Ela não tolera o merecimento e a superioridade, não suporta a competência e o saber. Sua inconciliabilidade absoluta com a luz, com a limpeza, com a lisura, com a legalidade a condena a viver nas trevas, a detestar a instrução, a excluir a capacidade, a cevar a baixeza, a incitar o ódio, a se apoiar na violência, a desenvolver a selvageria, a chafurdar na imoralidade. Invejosa e malquerente, voraz e insaciável, libertina e concubinária, ostenta, nos seus paços a lascívia e a mancebia, pratica, nos seus atos, a espoliação e o latrocínio, cultiva, nas suas relações, a intriga e a mentira, converte, em suma, o poder público no espojadouro dos instintos mais ruins da besta humana e na proscrição das nossas qualidades superiores.
Ainda ontem, senhores, nesta capital, a vitoriosa atitude do povo bahiano se viu grosseiramente maculada pelas alarvarias da capangagem, que o governo atrela, o governo desaçama, o governo assoldada a expensas do tesouro público, notória, clamorosa, e cinicamente roubado pelos seus guardas.
Discurso de Ruy barbosa é marcado pela eloqüência pomposa, rebuscada e literária
Ainda ontem, eleitores, transeuntes e, até mulheres, experimentavam nas seções eleitorais as agressões dos sicários da polícia, e seus delegados. Assim, ontem, nas mesas eleitorais, se ostentava o escândalo da insolente prepotência das armas do jagunço em franca hostilidade ao eleitorado. (...)
Ainda ontem, por toda a parte, na superfície do Brasil, eram rejeitados os meus fiscais, era negada a consignação nas atas aos seus protestos, e milhares de eleitores nossos deixavam de votar, porque, sendo conhecida a cor de seus sufrágios, não se reuniam as mesas, para lhos receber.
Que posso eu, que valho eu, que sou eu, senhores, para servir de barreira a esses embates da força, desencadeadas pelo elemento oficial e garantida por ele nos seus crimes? (...)
Nossa reação, que a não estar próxima, já chegará tarde, grande papel vos reserva, homens da inteligência e do saber, homens da palavra e da tribuna, homens do ensino e da pena, grande papel vos reserva a natureza das energias, que, profissionalmente, vos devem caracterizar. (...)

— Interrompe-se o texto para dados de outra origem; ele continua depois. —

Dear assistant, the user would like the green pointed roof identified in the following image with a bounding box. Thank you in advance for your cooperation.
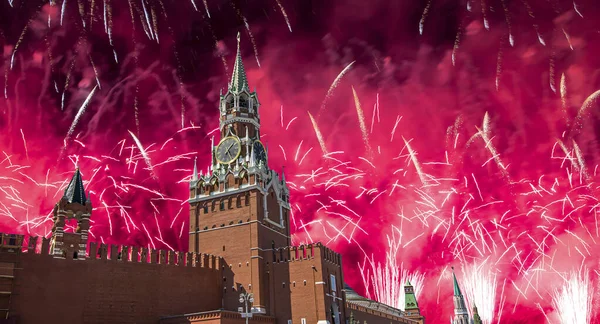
[404,280,419,310]
[473,304,482,324]
[452,267,463,297]
[229,32,249,93]
[64,168,87,205]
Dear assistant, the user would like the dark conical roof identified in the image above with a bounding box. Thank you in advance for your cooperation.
[64,168,87,205]
[452,267,463,297]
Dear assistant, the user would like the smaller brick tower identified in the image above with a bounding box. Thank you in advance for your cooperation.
[404,280,424,323]
[50,168,92,259]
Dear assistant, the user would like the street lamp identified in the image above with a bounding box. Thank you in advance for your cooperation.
[239,292,255,324]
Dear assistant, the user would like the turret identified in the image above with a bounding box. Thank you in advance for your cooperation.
[452,267,469,324]
[193,156,198,181]
[404,280,424,323]
[51,168,92,260]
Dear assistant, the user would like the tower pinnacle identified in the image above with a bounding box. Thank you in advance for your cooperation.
[451,266,469,324]
[64,168,87,205]
[229,32,249,93]
[193,156,198,181]
[452,267,463,297]
[403,279,423,323]
[473,303,483,324]
[52,168,92,259]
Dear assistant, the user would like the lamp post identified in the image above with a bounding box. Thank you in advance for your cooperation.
[239,292,254,324]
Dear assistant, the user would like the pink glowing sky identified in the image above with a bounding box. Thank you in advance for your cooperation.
[3,0,600,322]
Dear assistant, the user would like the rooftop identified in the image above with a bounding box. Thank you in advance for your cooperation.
[343,283,406,318]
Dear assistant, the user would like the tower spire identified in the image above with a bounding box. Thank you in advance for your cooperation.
[472,303,482,324]
[451,267,469,324]
[452,267,463,297]
[64,167,87,205]
[52,167,92,259]
[229,32,249,93]
[193,156,198,181]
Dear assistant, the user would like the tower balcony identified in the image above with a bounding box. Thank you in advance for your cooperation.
[0,234,23,252]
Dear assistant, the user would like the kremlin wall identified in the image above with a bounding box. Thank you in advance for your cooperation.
[0,235,222,323]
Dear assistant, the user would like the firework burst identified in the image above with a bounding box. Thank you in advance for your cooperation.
[2,1,600,323]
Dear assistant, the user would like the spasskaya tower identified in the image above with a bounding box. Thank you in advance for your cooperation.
[188,32,291,315]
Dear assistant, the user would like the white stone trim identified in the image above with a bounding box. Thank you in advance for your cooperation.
[189,220,289,239]
[189,185,259,203]
[326,293,343,301]
[220,117,260,130]
[251,307,266,314]
[264,217,285,229]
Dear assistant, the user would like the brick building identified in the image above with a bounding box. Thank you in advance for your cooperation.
[0,33,425,324]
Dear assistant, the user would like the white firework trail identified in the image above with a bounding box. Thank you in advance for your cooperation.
[61,0,67,26]
[352,86,372,158]
[201,0,210,18]
[551,269,593,324]
[274,0,292,32]
[127,130,158,180]
[403,137,427,186]
[64,85,98,146]
[461,260,497,324]
[573,89,600,135]
[318,60,356,118]
[419,0,432,35]
[358,231,424,311]
[574,2,583,18]
[190,0,198,11]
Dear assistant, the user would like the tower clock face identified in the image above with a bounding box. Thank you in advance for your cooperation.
[253,140,267,165]
[216,136,242,164]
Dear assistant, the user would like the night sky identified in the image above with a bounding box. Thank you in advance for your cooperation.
[2,0,600,322]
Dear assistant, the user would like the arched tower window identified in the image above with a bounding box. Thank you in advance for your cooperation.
[239,96,248,112]
[226,96,234,114]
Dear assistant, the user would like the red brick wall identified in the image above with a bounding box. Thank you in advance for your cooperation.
[270,244,345,324]
[190,184,291,316]
[160,309,277,324]
[197,223,259,311]
[3,240,222,324]
[346,303,420,324]
[314,245,346,324]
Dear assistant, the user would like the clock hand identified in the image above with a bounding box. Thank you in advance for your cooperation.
[226,146,237,157]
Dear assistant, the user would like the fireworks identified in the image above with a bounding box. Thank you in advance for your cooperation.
[551,269,593,324]
[1,0,600,323]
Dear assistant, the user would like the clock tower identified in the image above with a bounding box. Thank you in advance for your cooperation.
[188,33,291,315]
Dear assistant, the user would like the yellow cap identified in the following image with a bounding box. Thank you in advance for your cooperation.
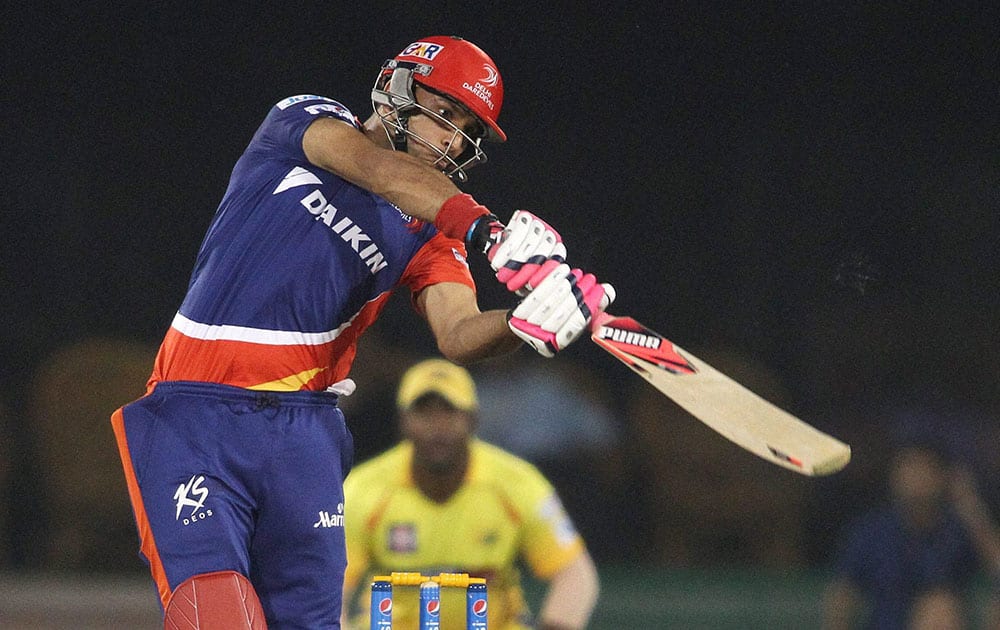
[396,358,477,412]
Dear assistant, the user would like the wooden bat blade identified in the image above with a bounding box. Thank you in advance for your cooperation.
[590,313,851,476]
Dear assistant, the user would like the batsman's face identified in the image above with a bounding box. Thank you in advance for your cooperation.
[407,87,481,167]
[401,396,474,473]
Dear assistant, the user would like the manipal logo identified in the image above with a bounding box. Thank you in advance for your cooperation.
[174,475,214,526]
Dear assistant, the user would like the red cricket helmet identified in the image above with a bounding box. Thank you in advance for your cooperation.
[371,36,506,181]
[383,35,506,142]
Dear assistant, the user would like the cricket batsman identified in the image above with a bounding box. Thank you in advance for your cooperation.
[110,35,613,628]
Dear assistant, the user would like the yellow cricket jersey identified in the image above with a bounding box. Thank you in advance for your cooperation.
[342,439,585,630]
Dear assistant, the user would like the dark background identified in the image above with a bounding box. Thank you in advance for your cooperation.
[2,3,997,573]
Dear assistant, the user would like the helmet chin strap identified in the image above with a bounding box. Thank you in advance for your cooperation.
[374,62,421,154]
[390,114,410,152]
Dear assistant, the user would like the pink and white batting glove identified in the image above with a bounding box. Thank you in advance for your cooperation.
[507,264,616,358]
[487,210,567,295]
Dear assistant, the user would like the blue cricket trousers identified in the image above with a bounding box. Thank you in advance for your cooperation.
[112,381,353,629]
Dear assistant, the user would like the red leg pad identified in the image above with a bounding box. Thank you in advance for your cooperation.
[164,571,267,630]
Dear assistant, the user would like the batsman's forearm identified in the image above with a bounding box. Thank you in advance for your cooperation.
[367,152,464,222]
[352,148,493,244]
[421,283,521,363]
[437,309,522,363]
[304,117,463,224]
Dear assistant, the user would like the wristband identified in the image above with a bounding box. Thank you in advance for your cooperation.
[435,193,490,242]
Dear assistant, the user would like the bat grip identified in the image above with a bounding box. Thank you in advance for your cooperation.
[590,310,613,332]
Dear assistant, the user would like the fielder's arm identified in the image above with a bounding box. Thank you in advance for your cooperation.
[537,551,600,630]
[339,585,355,630]
[339,568,367,630]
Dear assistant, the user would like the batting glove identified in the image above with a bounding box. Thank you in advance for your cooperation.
[508,264,616,358]
[487,210,567,295]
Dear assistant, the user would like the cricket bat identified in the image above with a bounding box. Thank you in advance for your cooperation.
[590,312,851,476]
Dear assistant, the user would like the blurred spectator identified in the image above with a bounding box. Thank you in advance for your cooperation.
[908,587,966,630]
[802,404,887,567]
[27,337,156,572]
[472,357,619,461]
[820,436,1000,630]
[471,356,632,560]
[624,346,810,567]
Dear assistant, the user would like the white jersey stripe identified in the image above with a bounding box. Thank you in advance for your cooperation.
[171,311,350,346]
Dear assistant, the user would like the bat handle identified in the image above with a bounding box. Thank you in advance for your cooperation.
[590,310,613,332]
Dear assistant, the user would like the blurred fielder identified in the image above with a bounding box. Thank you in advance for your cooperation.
[341,358,599,629]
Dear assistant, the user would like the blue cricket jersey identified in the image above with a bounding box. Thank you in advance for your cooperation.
[149,94,475,392]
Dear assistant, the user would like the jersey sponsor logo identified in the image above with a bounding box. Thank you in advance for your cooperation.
[400,210,426,234]
[400,41,444,60]
[388,523,417,553]
[313,502,345,528]
[276,94,331,110]
[276,95,356,125]
[451,247,468,267]
[303,101,354,120]
[389,203,422,231]
[274,167,389,274]
[174,475,214,526]
[274,166,323,194]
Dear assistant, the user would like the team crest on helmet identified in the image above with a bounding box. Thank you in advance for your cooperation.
[479,65,499,87]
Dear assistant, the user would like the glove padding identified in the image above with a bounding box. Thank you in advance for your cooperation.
[508,264,616,358]
[487,210,567,295]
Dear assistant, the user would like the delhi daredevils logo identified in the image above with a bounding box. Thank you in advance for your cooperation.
[426,600,440,616]
[472,599,487,616]
[378,598,392,614]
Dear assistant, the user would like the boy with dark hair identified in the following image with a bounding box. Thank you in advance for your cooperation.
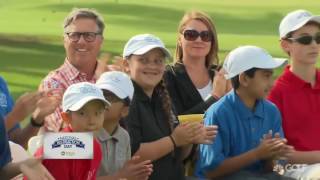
[96,71,153,180]
[196,46,294,179]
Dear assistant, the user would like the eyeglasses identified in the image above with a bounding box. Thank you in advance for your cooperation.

Acima de todos os elementos da organização, de administração de regeneração, acima de todos se acha, evidentemente, como a mais política de todas as forças políticas, a inteligência, a cultura, a ciência. (...)
Se disto ainda vos não sentísseis cabalmente certos, bastaria atentardes no exemplo de agora. Todo este movimento nacional, que, em só quarenta e cinco dias de trabalho, ou nos terá dado também a vitória material, ou com a vitória moral, já obtida, deixará ferida mortalmente a vitória de nossos adversários, todo esse movimento é obra das forças imateriais, das forças intelectuais, das forças morais da nossa terra, em luta contra este obscurantismo, com essa incompetência, com essa amoralidade, que reinam sobre o Brasil.